A luta entre o bem e o mal, a bela e a fera, sempre está povoando o universo das crianças. Naquele quarto de teto altíssimo, tive todas as doenças de infância. Lembro-me de Matilde, uma negra que nos embalava cantando canções do tempo dos escravos. Os escravos já tinham sido libertados há muito tempo, mas suas canções dolentes, tristes continuavam fazendo as crianças dormirem:

“Kubaba   Kangere Nego d’angola num tem Querê”.  

Esse “num tem quere” significava uma falta de liberdade que se aprofundava nas memórias de um passado negro e injusto.
Nas lembranças mais remotas daquela casa ressurgem sempre os livros de papai.Tínhamos de passar por um piso de ladrilhos coloridos para penetrar naquele santuário onde o pai ficava sempre estudando, sentado numa cadeira giratória. Um dia não resisti. Perguntei:
“Papai, por que você não escreve livros infantis?”
Papai não me deu resposta satisfatória e eu continuei sonhando com os livros infantis. Ele nos incentivava às leituras, era preciso ler e ler muito para algum dia escrever um pouco.
As histórias de mil e uma noites me fascinavam. Elas me faziam realizar sonhos de um dia conhecer o outro lado do mundo.

As crianças de antigamente brincavam na rua. Brincávamos de roda, de esconde esconde e escorregávamos pela ladeira em carrinhos de rolimã feitos por nós mesmos.
Meu irmão Paulo desde cedo revelara uma forte criatividade para inventar coisas, desde rádio Galena feito em casa, até caleidoscópios com vidrinhos coloridos encontrados na rua, no meio do calçamento.
Eu pensava comigo mesma:
“Vidrinhos coloridos a gente encontra na rua em BH, mas pedras de ouro só mesmo no Serro onde papai nasceu. Ali ele, quando criança, ia catar pedrinhas de ouro que desciam nas enxurradas após as chuvas.”
As histórias das pedras preciosas descendo o morro me fascinavam.
As Minas Gerais tinham um tesouro escondido por debaixo da terra...
Esse tesouro despertava a ambição dos bandeirantes, dos portugueses e também dos ingleses.
Papai era advogado da Metalúrgica Sto Antonio de Américo Gianetti e um dia nos levou para ver a fundição em Rio Acima onde eram feitas panelas de ferro.
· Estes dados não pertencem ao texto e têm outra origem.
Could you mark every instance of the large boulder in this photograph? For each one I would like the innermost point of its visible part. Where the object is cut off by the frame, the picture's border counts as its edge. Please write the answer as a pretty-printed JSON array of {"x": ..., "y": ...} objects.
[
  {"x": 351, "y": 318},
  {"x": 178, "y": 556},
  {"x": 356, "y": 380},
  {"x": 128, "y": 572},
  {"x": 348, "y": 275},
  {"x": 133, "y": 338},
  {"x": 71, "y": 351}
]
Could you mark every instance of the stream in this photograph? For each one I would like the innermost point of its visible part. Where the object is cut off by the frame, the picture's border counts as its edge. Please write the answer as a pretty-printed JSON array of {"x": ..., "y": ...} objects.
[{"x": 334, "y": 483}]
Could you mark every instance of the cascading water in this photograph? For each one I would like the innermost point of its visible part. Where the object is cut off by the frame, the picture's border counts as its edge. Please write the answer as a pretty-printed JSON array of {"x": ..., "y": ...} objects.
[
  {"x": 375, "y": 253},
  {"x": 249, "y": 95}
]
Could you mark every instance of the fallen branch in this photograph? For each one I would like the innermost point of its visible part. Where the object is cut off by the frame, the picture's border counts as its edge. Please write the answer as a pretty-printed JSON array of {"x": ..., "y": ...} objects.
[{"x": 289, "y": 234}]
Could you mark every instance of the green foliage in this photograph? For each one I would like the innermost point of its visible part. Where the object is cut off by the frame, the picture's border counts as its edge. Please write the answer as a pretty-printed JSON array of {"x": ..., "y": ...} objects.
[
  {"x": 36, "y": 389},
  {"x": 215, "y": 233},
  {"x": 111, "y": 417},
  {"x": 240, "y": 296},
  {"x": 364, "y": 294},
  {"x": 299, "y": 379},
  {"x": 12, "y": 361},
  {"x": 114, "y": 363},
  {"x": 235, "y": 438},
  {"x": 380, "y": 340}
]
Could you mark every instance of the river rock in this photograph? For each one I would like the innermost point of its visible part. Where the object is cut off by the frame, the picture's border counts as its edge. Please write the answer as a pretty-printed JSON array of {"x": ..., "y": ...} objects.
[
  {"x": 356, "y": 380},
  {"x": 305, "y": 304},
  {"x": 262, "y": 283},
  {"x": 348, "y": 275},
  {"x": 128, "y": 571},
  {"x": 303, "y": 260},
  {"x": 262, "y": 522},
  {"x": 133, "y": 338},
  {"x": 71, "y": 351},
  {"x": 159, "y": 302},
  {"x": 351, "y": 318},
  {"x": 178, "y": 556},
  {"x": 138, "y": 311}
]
O que me deixava impressionada era ver a descida do ferro incandescente como um rio de fogo.

A casa tinha um pátio onde praticávamos esportes e apresentávamos cenas inventadas de circo e teatro. Um dia Lulude desfilou como equilibrista sob o olhar apavorado de tia Mucíola. Nas apresentações de teatro, o talento de Neda como declamadora chamava a atenção de todos.

A arte de declamação prolongou-se na família e anos mais tarde, Terezinha, filha de Guilhermina e Paulo também declamava, com muita emoção, versos de nossos grandes poetas.
Atualmente os saraus familiares oferecem voz e poesia, uma síntese de canto, música e poemas, interpretados por Luciano, Ivana e Evaldo.

Naquele pátio da Avenida Afonso Pena aconteciam apresentações espontâneas que envolviam todas as crianças da família. Clóris e tia Mucíola lideravam a turma, criando textos muitas vezes cheios de humor. Lembro-me de ter interpretado personagens que criticavam os adultos da família. Um dia decidi criticar também a própria Cloris, que organizava os eventos. Desenhei o seu perfil com uma tesoura na mão cortando a casaca de um homem. Escrevi embaixo:

“Poetisa mui querida
Escritora de mão cheia
Eis min’arte preferida
Cortar a casaca alheia”

Tia Maria Silvia participava dos eventos como a mais nova de todas as tias. Ela tocava violão e cantava nas festas de aniversário. Anos mais tarde, foi tia Maria Silvia que me apresentou ao professor Carlos Chambelland, para que eu iniciasse meu curso de Belas Artes no Rio.